The NBPP devotes a good deal of attention to ensuring that DE/EDE platforms are not used for deceptive marketing than to ensuring operational integrity:
As proposed to be applied in State Exchanges, web-brokers would be required to provide consumers with correct information, without omission of material fact, regarding the applicable State Exchange, QHPs offered through the applicable State Exchange, and insurance affordability programs. In addition, web-brokers who assist with or facilitate enrollment of qualified individuals, qualified employers, or qualified employees, in coverage in a manner that constitutes enrollment through a State Exchange, or assist individuals in applying for APTCs and CSRs for QHPs sold through a State Exchange, would also be required to refrain from marketing or conduct that is misleading (including by having a website that the State Exchange determines could mislead a consumer into believing they are visiting the State Exchange’s website), coercive, or discriminates based on race, color, national origin, disability, age, or sex (pp. 144-145).
CMS supported the development of commercial ACA enrollment platforms from the get-go.
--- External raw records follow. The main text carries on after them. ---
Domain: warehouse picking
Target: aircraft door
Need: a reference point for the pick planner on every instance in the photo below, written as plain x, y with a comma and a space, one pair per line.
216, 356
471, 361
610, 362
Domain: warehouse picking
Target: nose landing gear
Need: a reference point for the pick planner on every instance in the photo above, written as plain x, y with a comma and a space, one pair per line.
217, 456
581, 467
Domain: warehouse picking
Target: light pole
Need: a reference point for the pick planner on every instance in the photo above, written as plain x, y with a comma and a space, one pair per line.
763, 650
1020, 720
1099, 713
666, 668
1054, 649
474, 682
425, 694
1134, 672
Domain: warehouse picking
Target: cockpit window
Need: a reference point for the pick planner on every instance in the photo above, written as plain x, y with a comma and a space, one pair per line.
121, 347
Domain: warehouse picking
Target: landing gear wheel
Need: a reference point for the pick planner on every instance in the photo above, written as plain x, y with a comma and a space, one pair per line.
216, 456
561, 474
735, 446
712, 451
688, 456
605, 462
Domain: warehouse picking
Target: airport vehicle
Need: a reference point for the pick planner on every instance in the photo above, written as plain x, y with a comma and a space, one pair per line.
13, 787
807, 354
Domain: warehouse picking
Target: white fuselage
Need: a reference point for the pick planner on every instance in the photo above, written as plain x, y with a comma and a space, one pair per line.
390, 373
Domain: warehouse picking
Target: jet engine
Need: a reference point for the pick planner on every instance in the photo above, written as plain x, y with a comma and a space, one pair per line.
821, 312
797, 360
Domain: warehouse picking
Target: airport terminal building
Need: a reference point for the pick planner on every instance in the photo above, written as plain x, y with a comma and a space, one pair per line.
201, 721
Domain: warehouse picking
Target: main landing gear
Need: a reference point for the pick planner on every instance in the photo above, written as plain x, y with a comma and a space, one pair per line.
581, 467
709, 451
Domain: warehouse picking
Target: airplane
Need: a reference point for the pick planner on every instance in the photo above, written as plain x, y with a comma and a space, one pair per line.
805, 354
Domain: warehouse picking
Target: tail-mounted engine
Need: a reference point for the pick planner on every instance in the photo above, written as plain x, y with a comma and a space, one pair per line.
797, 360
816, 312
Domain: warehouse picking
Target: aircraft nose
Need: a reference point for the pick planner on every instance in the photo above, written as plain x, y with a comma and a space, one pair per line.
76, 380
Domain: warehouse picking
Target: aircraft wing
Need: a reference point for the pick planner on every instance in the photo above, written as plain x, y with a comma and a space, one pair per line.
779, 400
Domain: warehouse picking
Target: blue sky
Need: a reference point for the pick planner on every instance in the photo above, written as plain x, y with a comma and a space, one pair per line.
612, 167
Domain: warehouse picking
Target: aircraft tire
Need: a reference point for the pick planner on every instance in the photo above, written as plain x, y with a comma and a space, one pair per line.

In fact, the web-brokers-to-be provided something of a lifeline, at least informationally, while HealthCare.gov and the state exchange were malfunctioning in the first months of the marketplace’s existence in late 2013. During the Trump years CMS encouraged DE/EDE development enthusiastically, along with promotion of flesh-and-blood brokers, and the Biden administration has provided continuity in this regard.
The market, in the form of participating insurers, also has supported brokerage in years following the nadir of insurer participation in 2018. Broker commissions, which according to a KFF tracker averaged $12.79 per member per month for new accounts in 2014, bottomed out at $9.73 per month in 2018. inched up a few cents PMPM in 2019, then jumped to $12.93 PMPM in 2020 and $15.16 in 2021, the last year tracked by KFF. Current tracking by Agility Insurance Services for 2024 shows rates in the $20-30 PMPM range (based on eyeballing, not any posted average).
In sum, CMS recognizes that ACA marketplace enrollment is predominantly broker-assisted and that EDE is an important tool for brokers. In fact the unavailability of EDE in state-based exchanges to date may be a factor in their lagging enrollment growth during the pandemic years, though that is speculative. As more states launch their own exchanges — we’ve gone from 12 SBEs in 2018 to 19 this year — EDE enablement may prove to be a core functionality.